Surprisingly though that wasn't Disney's last attempt. The studio brought on two new screenwriters to tackle the film-well known fantasy novelist George R.R. Martin (whose novel A Game of Thrones is set to be a HBO series next year) and sci-fi novelist Melinda Snodgrass around 1993-94 (I'm guessing.) I haven't seen their script nor has anyone else that I know but Martin talks about it here, even though he gives the impression he doesn't think much of Edgar Rice Burroughs or the series itself.

After that, well nothing until 2000 when the ERB fan newsletter The Gridley Wave announced that Disney had dropped the project and the film rights were up for grabs. The rights were eventually snapped up by Paramount around 2002-03. And unlike Disney they didn't waste any time attaching a director and writer: Robert Rodriguez, the indie wunderkind behind El Mariachi and the Spy Kids series and writer Mark Protosevich, whose only credit at the time was the Jennifer Lopez thriller The Cell (since then he wrote the Will Smith I Am Legend and is a writer on the upcoming Thor.) Two other names were also mentioned in connection with the project at the time-Aint It Cool News mastermind Harry Knowles, who was attached as producer and legendary artist Frank Frazetta. In his tribute to Frazetta posted here Knowles mentions that while his health prevented any contribution artistically, Frazetta had agreed to oversee the concept artists working on the project. Well this first attempt fell apart, thanks indirectly to Frank Miller (Isn't that been the case for so much?) Prior to starting, Rodriguez has just finished Sin City and wanted Miller to share co-directing credit, something the Directors Guild of America objected to. In response Rodriguez resigned from the guild, which led Paramount (who apparently has a company policy to use only guild members) to have to replace him.
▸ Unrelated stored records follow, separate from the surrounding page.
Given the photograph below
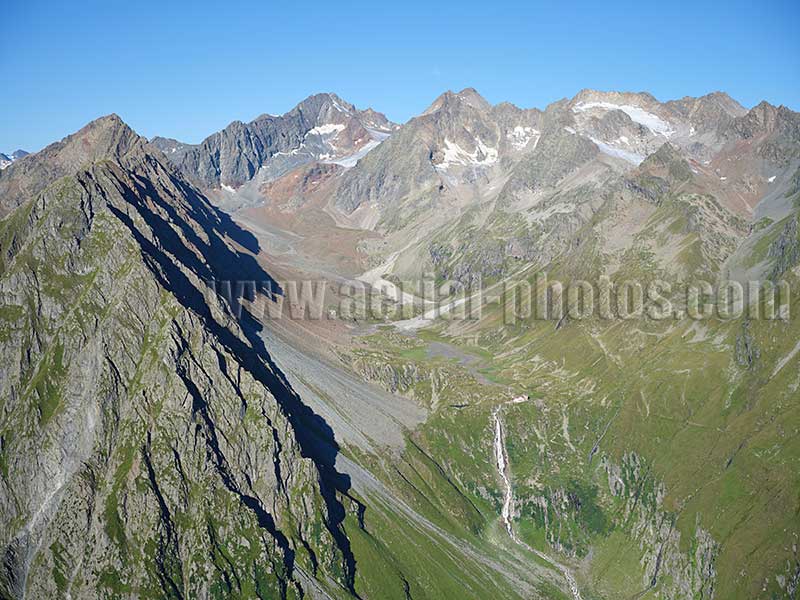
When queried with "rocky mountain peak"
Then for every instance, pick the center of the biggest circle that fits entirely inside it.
(456, 100)
(765, 118)
(107, 137)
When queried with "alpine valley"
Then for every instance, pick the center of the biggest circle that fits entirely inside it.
(164, 435)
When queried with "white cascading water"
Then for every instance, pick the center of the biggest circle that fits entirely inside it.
(508, 497)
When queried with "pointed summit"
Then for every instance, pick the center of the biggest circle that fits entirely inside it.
(450, 99)
(107, 137)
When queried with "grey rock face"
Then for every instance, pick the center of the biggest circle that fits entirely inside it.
(149, 445)
(322, 127)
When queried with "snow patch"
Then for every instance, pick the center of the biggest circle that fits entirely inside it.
(639, 115)
(455, 155)
(631, 157)
(520, 136)
(326, 129)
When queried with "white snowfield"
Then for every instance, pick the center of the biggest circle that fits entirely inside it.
(637, 114)
(455, 155)
(627, 155)
(326, 129)
(520, 136)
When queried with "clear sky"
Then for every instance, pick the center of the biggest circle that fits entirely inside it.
(185, 70)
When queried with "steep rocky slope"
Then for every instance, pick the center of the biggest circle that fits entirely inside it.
(321, 128)
(149, 445)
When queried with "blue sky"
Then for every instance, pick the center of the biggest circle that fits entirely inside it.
(185, 70)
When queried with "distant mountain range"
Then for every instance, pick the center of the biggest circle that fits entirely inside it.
(160, 437)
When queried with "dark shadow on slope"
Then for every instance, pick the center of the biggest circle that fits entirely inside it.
(314, 436)
(222, 262)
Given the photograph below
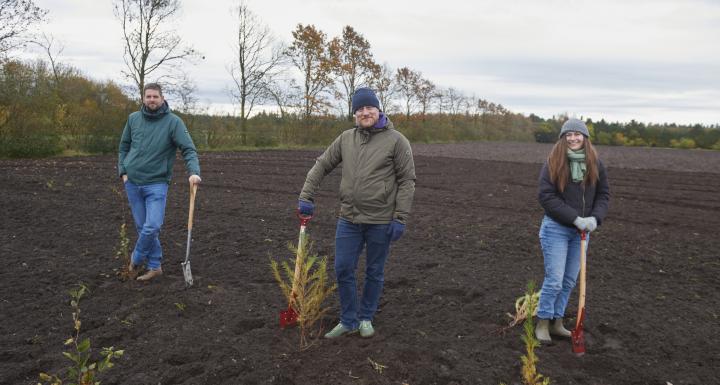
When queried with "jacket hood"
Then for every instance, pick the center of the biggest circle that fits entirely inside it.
(157, 114)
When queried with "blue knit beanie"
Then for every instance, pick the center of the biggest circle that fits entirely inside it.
(576, 125)
(365, 97)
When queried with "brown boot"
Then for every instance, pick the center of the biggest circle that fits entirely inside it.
(133, 270)
(559, 330)
(150, 275)
(541, 331)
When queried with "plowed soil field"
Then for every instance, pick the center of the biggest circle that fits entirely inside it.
(653, 299)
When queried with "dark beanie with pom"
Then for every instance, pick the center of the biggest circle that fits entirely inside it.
(365, 97)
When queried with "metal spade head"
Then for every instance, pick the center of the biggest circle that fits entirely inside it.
(288, 317)
(187, 273)
(578, 335)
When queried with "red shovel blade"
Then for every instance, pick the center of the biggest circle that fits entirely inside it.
(288, 317)
(578, 336)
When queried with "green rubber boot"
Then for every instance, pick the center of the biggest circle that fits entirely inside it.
(366, 329)
(339, 331)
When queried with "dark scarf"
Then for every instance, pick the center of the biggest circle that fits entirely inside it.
(157, 114)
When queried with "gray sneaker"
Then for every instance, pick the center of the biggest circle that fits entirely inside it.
(366, 329)
(339, 331)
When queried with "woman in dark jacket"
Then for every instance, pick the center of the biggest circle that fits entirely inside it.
(574, 193)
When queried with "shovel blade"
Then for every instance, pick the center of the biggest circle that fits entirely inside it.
(578, 335)
(187, 273)
(288, 318)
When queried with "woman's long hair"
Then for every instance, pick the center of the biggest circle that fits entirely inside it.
(558, 164)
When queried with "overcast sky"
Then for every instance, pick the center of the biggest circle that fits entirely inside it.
(653, 61)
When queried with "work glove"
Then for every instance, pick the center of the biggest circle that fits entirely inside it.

Our next director and writer brought on board also I'm sure raised eyebrows-Kerry Conran, who had just helmed Sky Captain and the World of Tomorrow and writer Ehren Kruger, best known for thrillers like The Ring and Scream 3. This one also fell apart but for reasons that I have not ever discovered. I'm sure Sky Captain's poor box-office probably played a factor. Interestingly this one seems to have had the most work leak out online-the script, test animation by Steve Meyer, concept art by Raafel Kayaan, and some recent photos of a Thark sculpture by FX artist John Cox. (Most of this I have linked to in previous posts and the review of the script is coming soon.)

The final stab at Paramount came once again with an unlikely director-a pre-Iron Man Jon Favreau. He brought on board writer Mark Fergus (who after his time on the project would co-writer the scripts for Children of Men and Iron Man, as well as Favreau's upcoming Cowboys and Aliens.) This time around it was the studio that pulled the plug. Now I've heard conflicting reasons for this-a corporate shakeup at the studio; a new head at the time who disliked the project; Paramount deciding to save money and resurrect their own sci-fi property Star Trek and Favreau leaving to do Iron Man. I had hoped that Favreau would have returned-especially after the brilliant work on Iron Man but obviously that wasn't to be. We did get to see some of the artwork for his version by artist Phil Saunders (used above and again linked in previous posts).

And that brings us up to 2007, when Disney reacquired the rights, hired Andrew Stanton and the film now set for 2012. And let's not forget Asylum, who beat them to the punch and got their version out last year (since I'm sure Stanton and Disney will act like their version is the first version ever made.) It's been a long road to get to this point and we'll just have to wait and see if the wait was worth it.